There’s so much to love about multigenerational travel with your extended family. It’s a time when grandparents and grandkids can bond, parents can get the occasional break, and everyone can explore the world together on a multigenerational family vacation. 

Multigenerational Vacation Tips

But there are also some specific challenges that come from family trip that includes older and younger family members in the same group. And sandwich-generation parents would do well to adjust expectations when it comes to traveling with older relatives and children. Here are four key secrets for traveling with grandparents on multigenerational vacations. Ignore them at your peril.

1. Different Ages, Different Interests

It’s okay that your kids’ and your parents’ interests don’t align perfectly. On a well-balanced vacation, there’s room for smaller groups of people to break off and do the things that interest them. That’s a long way of saying: Don’t make your toddler sit through the three-hour meal your parents have booked at a nice restaurant (it’s going to disappoint everyone), and don’t force your parents to spend the day horseback riding at a dude ranch (unless they want to, in which case, they are heroes).

The point isn’t to do everything together, it’s to be able to come back together as a whole family for quality time and fun activities that suit the whole crowd, from young children to teens to adults.
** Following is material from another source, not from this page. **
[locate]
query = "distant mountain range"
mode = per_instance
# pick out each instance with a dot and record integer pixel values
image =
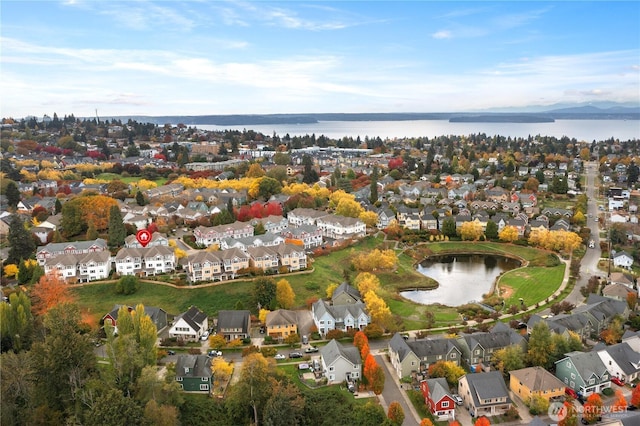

2. Respect Individual Needs

Some people need naps (both young and old). Others simply can’t walk for miles (again, both young and old). There are all sorts of physical limitations that kids, especially young kids, and grandparents, particularly older grandparents, bring with them on a multigenerational trip. To expect everyone to keep up with the fittest members of the family is unrealistic. Instead, cut everyone some slack when it’s time for group activities and aim for the achievable. Your entire family will be happier.

3. Embrace a Slower Pace

The little ones and oldest members of your extended family tend to need a little more time to recharge than the rest of us. Rather than seeing that as a burden, think about it as a lesson for us all to slow down and enjoy a little more unstructured, unscheduled vacation time. Not only will you make room for everyone to be on their best behavior the rest of the time, you also create opportunities for spontaneous connection that come out of being relaxed, on vacation, and with the people you love.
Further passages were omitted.